Je te supplie de nous pardonner, car parfois notre « fondamentalisme » nous fait oublier que nous vivons dans une ère de compromis, d’arrangements, de diplomatie. Oui, je suis d’accord avec toi, certains ne croient pas en aucun dieux avec encore plus de ferveurs que d’autres, heureusement ils sont une minorité. Ils sont assez difficiles à contenir, j’en conviens, toutes ces femmes et ces hommes qui n’ont pas été éclairés par la présence divine et qui en plus osent remettre l’existence de Jésus, d’Allah, de Seth, d’Athéna ou de Huitzilopochtli en question lors des festivités, concerts, conférences, émissions de télévision ou de radio et même sites internet, et dont la vision a du t’être imposée, sinon comment expliquer une telle colère ?

Mais je t’en supplie, comprends notre désarroi. Beaucoup d’entre nous n’ont pas eu la chance de recevoir un enseignement religieux dès le berceau. De recevoir la joie du baptême, de la sainte circoncision ou de la pieuse excision. Imagine notre désespoir quand nous prenons conscience de ne pas être né dans un pays en adéquation avec notre religion intime ! Tous ces musulmans qui naissent   de parents mormons, tous ces chrétiens qui naissent dans la juive Tel-Aviv, tous ces jaïnistes insoupçonnés qui naissent à Oslo, chaque jour que les dieux ou (l’absence de dieux) fait.

Beaucoup d’entre nous devraient faire leur examen de conscience et croire, ne serait-ce qu’un peu, à l’existence du divin, afin de ne pas déranger ces croyants éclairés, et de perpétuer la fragile mainmise des religions sur la population mondiale et de tout le bonheur qu’elles apportent sur les populations depuis la Palestine jusqu’en Mauritanie, sans oublier la Syrie, au Xinjiang ou la Birmanie.

Le monde ne serait-il pas merveilleux si tout le monde croyait, ne serait-ce que partiellement en une divinité, même mineure ? Allez, je suis sûr qu’au fond de ton cœur, toi aussi tu aspires à la paix mondiale et à la fin des inégalités, qui n’aboutiront, comme chacun sait, qu’à condition que chacun adopte une doctrine religieuse et s’y conforme même anecdotiquement, comme c’est le cas depuis plusieurs milliers d’années maintenant.

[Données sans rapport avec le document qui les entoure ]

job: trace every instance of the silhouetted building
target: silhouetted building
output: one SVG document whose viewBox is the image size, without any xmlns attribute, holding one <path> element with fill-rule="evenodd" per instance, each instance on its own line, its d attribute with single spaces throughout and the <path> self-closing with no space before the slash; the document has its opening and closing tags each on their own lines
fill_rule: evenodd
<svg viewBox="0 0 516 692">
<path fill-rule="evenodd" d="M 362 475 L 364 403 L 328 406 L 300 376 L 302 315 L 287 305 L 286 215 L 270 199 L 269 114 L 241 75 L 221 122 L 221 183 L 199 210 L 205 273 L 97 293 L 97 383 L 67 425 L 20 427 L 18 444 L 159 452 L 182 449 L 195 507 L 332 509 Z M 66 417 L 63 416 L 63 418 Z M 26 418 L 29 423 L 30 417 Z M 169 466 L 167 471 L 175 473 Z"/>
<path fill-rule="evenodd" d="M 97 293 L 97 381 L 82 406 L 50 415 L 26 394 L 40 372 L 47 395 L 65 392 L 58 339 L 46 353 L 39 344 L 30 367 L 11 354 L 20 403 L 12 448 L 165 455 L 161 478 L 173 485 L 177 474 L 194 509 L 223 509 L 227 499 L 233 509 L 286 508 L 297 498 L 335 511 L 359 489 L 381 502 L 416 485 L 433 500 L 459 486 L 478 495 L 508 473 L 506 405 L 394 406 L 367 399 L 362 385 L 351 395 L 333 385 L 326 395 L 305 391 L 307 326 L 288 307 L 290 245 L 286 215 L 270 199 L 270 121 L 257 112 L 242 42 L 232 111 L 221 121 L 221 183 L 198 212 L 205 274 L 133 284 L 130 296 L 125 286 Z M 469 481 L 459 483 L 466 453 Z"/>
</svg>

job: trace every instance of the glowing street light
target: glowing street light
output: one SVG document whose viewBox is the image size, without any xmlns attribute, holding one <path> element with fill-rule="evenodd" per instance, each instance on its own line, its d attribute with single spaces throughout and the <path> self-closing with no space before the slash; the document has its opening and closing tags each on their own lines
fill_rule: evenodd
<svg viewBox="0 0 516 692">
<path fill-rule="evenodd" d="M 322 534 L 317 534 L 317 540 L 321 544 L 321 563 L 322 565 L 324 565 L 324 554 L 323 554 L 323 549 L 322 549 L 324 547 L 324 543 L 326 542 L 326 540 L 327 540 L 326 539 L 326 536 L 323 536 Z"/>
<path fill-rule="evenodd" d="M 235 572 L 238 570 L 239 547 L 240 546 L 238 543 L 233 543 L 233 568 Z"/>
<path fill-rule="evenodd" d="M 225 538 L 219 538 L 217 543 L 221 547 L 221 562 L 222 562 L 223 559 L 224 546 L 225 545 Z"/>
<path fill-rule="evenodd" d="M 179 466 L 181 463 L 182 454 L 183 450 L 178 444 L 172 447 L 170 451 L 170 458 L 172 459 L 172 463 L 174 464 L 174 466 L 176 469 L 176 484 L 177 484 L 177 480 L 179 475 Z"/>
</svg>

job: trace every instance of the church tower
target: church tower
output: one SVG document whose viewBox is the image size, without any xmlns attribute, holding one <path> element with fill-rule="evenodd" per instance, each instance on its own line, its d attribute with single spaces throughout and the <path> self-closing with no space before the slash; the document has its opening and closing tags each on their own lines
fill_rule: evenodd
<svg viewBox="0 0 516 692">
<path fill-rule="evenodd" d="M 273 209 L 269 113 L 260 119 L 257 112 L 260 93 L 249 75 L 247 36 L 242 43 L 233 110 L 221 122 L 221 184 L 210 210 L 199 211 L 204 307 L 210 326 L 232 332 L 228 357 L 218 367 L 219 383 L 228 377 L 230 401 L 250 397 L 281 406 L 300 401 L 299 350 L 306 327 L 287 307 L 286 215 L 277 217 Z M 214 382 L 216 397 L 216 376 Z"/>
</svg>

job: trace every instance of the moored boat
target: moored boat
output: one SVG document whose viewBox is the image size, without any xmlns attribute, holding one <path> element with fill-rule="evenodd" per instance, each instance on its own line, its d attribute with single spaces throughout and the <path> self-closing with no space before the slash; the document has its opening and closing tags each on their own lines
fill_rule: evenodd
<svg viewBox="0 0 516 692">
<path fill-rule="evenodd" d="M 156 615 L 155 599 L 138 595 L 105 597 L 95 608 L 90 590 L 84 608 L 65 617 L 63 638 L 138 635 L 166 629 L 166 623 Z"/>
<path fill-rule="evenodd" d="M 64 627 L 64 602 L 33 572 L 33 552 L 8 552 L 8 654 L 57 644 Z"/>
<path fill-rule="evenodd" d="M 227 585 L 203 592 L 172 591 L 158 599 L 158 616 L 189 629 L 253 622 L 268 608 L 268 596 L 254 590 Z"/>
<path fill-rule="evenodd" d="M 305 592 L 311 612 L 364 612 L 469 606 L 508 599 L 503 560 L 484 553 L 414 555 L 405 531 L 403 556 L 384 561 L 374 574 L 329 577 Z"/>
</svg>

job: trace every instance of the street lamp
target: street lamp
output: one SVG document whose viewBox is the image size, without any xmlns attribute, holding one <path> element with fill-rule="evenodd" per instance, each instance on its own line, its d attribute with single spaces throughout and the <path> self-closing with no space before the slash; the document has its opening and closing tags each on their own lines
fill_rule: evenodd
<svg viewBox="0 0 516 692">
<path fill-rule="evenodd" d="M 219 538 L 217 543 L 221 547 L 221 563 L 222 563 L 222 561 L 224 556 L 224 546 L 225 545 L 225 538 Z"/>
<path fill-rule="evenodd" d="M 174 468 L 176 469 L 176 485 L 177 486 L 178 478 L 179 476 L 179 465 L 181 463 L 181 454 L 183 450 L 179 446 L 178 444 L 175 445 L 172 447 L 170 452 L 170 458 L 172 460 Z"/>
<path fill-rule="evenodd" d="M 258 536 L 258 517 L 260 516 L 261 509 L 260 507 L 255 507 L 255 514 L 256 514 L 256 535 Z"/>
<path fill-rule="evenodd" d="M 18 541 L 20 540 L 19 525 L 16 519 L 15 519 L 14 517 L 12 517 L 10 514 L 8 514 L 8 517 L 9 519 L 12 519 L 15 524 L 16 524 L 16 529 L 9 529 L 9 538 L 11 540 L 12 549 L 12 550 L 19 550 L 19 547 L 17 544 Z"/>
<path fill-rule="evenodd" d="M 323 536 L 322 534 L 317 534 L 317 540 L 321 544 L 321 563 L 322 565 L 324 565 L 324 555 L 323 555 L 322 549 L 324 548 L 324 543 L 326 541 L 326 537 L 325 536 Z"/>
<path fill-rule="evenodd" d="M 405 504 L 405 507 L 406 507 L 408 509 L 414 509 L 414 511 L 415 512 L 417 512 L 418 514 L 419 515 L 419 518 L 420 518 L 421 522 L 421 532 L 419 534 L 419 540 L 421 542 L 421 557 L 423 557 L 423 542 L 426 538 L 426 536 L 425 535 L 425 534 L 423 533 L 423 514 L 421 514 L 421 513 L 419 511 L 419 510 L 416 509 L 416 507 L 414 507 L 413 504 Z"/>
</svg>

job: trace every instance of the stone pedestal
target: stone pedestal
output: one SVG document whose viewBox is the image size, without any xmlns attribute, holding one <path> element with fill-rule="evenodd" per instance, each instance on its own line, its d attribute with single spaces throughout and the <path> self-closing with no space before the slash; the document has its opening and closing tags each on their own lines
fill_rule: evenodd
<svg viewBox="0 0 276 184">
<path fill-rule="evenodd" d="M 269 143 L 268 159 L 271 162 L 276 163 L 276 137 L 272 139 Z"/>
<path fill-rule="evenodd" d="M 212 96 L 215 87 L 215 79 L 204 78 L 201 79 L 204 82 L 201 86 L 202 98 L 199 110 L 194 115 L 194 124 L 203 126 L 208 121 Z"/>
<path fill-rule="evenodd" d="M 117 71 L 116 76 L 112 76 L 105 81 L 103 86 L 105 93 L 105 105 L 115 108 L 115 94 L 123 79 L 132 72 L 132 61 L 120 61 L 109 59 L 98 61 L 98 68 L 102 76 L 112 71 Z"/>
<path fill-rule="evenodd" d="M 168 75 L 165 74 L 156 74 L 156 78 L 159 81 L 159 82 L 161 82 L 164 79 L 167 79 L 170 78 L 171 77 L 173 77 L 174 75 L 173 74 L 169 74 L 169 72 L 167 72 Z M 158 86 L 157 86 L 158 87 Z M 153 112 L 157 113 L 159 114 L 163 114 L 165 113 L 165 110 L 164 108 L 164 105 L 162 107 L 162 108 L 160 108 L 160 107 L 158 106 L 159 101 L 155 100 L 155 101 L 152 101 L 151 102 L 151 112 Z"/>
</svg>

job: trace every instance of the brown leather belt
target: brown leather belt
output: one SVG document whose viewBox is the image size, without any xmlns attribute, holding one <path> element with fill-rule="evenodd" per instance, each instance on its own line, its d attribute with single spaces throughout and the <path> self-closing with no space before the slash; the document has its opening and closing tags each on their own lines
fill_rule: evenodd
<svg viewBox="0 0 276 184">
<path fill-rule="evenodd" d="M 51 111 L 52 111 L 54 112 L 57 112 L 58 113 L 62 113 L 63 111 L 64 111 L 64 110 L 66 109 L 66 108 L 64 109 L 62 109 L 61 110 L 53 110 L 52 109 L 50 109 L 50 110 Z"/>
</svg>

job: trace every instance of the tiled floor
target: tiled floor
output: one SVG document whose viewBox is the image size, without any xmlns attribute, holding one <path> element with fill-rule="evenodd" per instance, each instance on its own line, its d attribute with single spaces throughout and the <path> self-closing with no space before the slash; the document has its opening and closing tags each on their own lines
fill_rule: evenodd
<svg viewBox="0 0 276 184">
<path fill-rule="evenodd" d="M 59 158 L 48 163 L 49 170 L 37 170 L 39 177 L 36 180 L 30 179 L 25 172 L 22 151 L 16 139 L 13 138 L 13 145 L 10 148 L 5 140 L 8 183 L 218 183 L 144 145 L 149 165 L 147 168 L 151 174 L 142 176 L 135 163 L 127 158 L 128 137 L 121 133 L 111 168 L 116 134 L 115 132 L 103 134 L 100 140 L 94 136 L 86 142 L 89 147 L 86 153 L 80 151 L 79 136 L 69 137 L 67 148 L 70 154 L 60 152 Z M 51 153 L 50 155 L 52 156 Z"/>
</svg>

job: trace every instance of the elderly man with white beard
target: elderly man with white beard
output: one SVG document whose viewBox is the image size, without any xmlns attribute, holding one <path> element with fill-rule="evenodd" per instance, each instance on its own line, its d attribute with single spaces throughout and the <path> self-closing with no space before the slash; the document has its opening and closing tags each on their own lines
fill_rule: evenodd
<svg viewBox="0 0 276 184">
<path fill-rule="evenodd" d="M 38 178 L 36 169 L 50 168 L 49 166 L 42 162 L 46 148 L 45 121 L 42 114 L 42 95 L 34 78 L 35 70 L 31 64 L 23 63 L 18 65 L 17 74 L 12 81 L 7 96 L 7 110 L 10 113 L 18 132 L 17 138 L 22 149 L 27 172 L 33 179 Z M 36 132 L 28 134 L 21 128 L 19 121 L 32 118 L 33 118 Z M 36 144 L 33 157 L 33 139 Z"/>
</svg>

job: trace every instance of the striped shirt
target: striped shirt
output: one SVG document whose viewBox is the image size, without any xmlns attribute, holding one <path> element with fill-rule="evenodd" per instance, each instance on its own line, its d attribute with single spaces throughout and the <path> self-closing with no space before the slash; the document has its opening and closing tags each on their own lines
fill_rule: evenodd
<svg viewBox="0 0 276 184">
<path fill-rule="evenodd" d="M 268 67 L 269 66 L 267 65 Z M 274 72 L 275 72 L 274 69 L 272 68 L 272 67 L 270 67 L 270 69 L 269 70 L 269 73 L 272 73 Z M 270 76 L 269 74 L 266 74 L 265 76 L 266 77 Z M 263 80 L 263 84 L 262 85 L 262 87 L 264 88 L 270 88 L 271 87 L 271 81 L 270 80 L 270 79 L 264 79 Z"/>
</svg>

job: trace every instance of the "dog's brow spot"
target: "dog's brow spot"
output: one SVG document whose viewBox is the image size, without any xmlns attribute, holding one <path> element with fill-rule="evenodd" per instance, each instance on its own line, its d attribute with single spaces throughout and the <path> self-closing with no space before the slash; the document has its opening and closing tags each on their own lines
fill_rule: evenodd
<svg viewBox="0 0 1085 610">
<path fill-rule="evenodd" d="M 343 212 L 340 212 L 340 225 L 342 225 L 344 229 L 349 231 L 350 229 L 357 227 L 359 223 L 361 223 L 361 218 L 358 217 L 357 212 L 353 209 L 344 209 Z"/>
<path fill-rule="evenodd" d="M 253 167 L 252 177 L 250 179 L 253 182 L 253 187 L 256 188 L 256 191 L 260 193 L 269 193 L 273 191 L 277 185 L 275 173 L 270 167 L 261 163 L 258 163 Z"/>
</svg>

Voilà, j’espère que tu nous pardonneras nos excès, tous ces meurtres accomplis en notre nom, tout cet obscurantisme que nous essayons d’imposer partout, politiquement grâce à nos leaders ou socialement via nos prêcheurs, sans parler de l’intégrisme athée qui ronge les communautés croyantes les plus ferventes, qui essayent tant bien que mal de propager un message progressiste, humain et empreint de liberté, dont il est vrai que parfois nous avons du mal à discerner.

Pardonne-nous nos offenses,

ReligionFluid.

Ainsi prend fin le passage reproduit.